The CNC Alliance (Fulton Hogan, NZTA, CCC, Aurecon, Jacobs) is getting many people excited about the new Christchurch Northern Corridor (CNC) motorway extension, due to open mid-2020. What not many people know is that along the motorway is a full-length shared-use path that takes cyclists from Cranford Street in Papanui over the Waimakariri Bridge into Kaiapoi and beyond.
As well as 12km of new motorway, the CNC project will deliver around 15 km of new and ungraded off-road paths for pedestrians and cyclists that will connect Christchurch with North Canterbury.

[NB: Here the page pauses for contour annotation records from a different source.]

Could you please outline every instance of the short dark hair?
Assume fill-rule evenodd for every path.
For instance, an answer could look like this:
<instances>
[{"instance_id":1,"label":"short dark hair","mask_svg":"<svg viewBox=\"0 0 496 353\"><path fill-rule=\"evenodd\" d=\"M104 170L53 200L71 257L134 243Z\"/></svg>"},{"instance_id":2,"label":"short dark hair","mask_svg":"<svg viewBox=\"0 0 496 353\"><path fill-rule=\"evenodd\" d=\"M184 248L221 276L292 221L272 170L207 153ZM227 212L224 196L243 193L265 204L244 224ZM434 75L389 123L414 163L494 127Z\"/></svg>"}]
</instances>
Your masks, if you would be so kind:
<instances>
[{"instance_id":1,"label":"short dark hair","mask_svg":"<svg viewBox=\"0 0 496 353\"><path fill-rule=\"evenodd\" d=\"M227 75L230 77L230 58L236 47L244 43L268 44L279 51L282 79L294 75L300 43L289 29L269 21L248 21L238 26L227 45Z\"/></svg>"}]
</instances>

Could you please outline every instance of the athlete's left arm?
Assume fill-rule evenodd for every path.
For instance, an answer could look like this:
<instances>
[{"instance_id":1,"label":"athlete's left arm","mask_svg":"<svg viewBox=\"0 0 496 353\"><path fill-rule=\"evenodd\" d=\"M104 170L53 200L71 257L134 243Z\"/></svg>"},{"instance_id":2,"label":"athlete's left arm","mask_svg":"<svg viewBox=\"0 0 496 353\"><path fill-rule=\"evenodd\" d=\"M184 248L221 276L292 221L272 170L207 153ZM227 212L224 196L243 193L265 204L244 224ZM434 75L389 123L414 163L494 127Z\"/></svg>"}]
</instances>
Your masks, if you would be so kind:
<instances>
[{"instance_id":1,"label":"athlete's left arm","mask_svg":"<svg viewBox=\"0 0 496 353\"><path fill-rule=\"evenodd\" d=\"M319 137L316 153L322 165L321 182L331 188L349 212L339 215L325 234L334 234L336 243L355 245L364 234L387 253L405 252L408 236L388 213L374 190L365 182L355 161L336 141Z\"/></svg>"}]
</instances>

Given the popularity of electric bikes and scooters, an active commute to and from North Canterbury will be possible for many people, not just fit cyclists. The CNC’s path will separate cyclists from other traffic for its entire length and is set to be a well-used asset for many years to come.
The path starts at the Tram Road/Main North Road intersection and runs alongside the northern motorway. A 2.5m wide clip-on path on the Waimakariri Bridge will take pedestrians and cyclists safely over the river. The three-metre wide path then continues south making connections at Main North Road, Guthries Road, Belfast Road, Radcliffe Road, Prestons Road, QEII Drive, Grimseys Road, Winters Road, as well as Owen Mitchell Park and the future ‘Source to Sea’ pedestrian and cycle path along the Styx River.
The off-road shared cycle path runs through the Cranford Basin and then along Cranford Street to end at McFaddens Road. From McFaddens Road, a link is being built to connect the path to the Papanui Parallel cycle path that leads into the city via Rutland St, and an on-road cycle lane will be included on both sides of Cranford Street to Innes Road.
Cycle facilities on QEII Drive are being improved as part of the QEII Drive four-laning and will connect to the path at Grimseys Road and Winters Road.
The Christchurch Northern Corridor will also significantly reduce traffic on Main North Road (which will revert to being a local road, not a state highway) and Marshland Road, making these roads safer and more appealing for cyclists and pedestrians.
Rather than a straight ribbon of asphalt parallel to the new motorway, the new off-road paths will meander through the natural landscape currently being created alongside the motorway. Many native trees and plants have already been established in the past two years, softening the motorway edges.
As the shared pedestrian/cycle path gently curves through the environment it will connect local people to schools, shops and places of work. When all the new infrastructure is ready for opening this year, the new motorway will become the main northern entrance to Ōtautahi/ Christchurch.